As an archaeologist I would like to know, where do the dugup ancient coins Sonntag sells come from? None of the ones I looked at had anything resembling a collecting history listed. They are sold "as is" as if they had freshly "surfaced" on the market, which ones actually have and from where?  Does not Mr Sonntag consider that any number of them could have come (let him prove they did not) from archaeological sites or assemblages, and does he not consider that this finite and fragile resource is worthy of protection? Does he not think that German collectors have a part to play in that ongoing process, or does he shrug his shoulders and say it's not OUR problem? So, whose is it?  Does not the fault lie in a market that handles dugup artefacts with not a concern about where any of them came from? What is the position of the  Verbands der Deutschen Münzenhändleron this?
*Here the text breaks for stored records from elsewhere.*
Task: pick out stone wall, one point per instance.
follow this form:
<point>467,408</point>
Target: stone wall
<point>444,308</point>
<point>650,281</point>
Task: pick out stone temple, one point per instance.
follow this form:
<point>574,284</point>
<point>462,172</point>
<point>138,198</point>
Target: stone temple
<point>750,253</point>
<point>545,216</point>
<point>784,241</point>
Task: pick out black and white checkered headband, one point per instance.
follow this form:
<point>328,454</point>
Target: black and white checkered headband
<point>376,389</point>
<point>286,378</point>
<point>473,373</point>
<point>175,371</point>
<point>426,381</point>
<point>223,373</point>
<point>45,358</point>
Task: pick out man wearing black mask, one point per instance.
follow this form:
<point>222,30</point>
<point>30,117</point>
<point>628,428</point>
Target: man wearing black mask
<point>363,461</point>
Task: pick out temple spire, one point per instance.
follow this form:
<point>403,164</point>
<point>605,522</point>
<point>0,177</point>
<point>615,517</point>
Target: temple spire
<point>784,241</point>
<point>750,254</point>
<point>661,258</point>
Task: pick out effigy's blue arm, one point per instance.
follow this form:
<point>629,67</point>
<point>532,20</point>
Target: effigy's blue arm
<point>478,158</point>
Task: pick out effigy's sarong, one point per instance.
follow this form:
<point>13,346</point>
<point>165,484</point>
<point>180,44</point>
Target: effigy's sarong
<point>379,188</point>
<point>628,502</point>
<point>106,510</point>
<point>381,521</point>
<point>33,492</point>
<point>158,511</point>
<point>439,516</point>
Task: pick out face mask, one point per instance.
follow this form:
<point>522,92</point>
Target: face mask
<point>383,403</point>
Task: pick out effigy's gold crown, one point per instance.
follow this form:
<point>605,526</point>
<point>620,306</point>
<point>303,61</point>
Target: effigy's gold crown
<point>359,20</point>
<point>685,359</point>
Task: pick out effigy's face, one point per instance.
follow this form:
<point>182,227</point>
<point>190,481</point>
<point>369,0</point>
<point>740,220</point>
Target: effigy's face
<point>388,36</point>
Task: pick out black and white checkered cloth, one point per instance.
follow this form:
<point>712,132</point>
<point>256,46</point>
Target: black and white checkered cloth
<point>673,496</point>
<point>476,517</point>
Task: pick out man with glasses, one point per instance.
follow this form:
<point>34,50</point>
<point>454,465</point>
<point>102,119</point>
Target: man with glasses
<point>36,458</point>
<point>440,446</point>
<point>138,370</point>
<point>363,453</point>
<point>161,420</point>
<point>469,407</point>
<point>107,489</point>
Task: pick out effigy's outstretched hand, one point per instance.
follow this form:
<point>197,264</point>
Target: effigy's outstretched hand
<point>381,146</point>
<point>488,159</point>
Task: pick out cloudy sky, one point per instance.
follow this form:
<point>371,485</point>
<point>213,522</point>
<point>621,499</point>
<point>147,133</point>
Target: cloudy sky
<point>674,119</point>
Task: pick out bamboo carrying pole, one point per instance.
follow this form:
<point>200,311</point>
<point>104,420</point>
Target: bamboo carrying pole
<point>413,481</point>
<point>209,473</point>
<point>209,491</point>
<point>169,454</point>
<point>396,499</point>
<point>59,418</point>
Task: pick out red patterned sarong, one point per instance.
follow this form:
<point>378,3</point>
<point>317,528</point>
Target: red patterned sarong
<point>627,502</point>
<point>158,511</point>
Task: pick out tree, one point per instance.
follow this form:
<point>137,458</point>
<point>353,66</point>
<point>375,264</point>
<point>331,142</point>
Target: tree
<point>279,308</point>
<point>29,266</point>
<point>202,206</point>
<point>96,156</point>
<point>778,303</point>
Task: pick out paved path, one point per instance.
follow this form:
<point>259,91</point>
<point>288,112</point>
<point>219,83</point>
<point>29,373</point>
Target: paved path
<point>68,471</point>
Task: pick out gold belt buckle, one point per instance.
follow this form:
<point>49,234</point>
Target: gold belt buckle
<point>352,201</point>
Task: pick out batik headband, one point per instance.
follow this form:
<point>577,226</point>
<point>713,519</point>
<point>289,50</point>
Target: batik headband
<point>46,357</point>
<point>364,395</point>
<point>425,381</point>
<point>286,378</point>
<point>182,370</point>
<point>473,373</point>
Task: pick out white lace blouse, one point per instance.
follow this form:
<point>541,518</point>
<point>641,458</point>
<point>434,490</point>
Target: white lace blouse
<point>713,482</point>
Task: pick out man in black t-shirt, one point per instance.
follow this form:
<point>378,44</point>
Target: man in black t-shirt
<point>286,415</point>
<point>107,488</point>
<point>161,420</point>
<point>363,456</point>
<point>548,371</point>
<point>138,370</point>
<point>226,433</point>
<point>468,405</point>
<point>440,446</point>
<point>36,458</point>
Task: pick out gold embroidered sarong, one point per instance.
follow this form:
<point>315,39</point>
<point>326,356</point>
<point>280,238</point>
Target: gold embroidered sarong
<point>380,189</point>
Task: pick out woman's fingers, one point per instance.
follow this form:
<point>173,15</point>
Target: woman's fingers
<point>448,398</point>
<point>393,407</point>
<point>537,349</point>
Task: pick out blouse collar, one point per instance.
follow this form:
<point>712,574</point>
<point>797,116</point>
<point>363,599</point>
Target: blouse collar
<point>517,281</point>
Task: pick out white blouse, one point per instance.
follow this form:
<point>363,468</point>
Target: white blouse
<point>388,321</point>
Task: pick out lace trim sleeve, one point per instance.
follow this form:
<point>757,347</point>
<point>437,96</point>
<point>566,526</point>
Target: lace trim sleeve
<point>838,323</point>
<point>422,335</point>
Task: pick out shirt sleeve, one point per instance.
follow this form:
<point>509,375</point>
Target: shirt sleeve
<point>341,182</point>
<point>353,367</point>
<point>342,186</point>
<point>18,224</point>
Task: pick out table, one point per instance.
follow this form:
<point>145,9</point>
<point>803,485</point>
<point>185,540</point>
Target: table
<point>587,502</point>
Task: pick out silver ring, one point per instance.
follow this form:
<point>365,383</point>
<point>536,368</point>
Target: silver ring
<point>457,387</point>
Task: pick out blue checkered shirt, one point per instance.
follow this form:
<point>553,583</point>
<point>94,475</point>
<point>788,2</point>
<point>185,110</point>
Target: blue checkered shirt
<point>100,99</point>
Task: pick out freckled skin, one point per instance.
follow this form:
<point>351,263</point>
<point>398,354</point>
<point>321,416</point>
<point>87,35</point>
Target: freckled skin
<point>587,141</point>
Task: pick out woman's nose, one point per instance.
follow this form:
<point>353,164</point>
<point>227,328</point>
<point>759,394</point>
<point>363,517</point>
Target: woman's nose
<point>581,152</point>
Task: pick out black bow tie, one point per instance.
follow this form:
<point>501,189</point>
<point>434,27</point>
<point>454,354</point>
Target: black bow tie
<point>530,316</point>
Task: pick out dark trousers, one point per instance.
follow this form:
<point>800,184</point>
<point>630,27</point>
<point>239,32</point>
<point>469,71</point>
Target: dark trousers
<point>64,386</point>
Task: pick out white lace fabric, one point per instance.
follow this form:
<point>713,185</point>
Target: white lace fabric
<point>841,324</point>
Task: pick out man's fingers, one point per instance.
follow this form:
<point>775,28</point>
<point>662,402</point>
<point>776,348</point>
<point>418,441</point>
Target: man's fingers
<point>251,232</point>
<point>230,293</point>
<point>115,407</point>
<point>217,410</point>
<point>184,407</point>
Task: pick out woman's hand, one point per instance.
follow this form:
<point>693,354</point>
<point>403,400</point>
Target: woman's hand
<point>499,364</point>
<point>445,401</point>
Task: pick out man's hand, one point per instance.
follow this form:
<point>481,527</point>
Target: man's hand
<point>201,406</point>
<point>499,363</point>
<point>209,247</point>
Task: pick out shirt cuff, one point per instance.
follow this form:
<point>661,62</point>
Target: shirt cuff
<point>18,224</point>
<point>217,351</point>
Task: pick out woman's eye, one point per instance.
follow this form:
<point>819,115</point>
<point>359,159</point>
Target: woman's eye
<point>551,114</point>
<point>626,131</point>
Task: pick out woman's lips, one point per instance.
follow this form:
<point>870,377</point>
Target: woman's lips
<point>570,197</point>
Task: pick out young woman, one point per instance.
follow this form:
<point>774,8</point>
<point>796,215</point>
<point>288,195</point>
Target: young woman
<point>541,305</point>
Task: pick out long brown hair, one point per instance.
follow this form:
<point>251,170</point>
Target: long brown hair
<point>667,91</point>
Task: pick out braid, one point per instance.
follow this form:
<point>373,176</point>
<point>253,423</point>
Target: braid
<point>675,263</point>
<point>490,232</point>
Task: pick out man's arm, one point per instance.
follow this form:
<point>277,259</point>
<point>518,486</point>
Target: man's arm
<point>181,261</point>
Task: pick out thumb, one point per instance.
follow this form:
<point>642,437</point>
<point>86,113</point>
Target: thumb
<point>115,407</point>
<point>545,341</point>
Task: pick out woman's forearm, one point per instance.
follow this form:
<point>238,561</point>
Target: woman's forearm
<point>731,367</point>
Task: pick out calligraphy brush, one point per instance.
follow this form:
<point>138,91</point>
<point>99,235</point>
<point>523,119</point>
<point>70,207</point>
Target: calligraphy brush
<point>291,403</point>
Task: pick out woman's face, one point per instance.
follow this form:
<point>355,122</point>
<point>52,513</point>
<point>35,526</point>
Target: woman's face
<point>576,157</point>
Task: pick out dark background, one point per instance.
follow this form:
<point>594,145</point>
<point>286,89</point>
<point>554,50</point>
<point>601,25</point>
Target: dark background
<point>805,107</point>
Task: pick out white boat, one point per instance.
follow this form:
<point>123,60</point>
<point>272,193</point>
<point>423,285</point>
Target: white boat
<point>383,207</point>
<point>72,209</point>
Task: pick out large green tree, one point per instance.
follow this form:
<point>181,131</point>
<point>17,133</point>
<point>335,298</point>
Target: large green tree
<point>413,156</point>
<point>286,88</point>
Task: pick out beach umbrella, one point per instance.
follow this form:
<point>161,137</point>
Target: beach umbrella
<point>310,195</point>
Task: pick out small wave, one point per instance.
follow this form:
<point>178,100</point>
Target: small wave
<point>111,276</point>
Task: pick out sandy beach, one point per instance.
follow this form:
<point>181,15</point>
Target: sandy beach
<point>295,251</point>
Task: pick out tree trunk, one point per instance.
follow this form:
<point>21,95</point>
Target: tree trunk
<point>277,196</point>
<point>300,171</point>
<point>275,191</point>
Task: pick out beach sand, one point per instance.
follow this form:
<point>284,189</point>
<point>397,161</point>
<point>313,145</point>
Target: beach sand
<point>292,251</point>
It is notable that Stefan Sonntag was president of the Verbands der Deutschen Münzenhändler which opposed the  ratification by Germany of the 1970 UNESCO 'Convention on the Means of Prohibiting and Preventing the Illicit Import, Export and Transfer of Ownership of Cultural Property   ('Große Gefahr für den deutschen Münzenhandel'), which Germany nevertheless ratified on November 30, 2007. Back in 2004 and 2005 it seems the Münzenhandler were contesting just what "worthy of protection" means (of course suggesting that the items they themselves made their profits from handling and selling should not be considered as falling into that category). It seems Mr Sonntag never gave up trying to get dug-up discs of metal with writing and pictures on them treated differently from dug-up metal antiquities of any other shape.

But let him put a "Sonntag in the news" section on his website and give there some more information for the benefit of us all about just what coins it was that the Munich Bundesfinanzhof made its allegedly "historic" declaration on. Surely he has nothing to hide.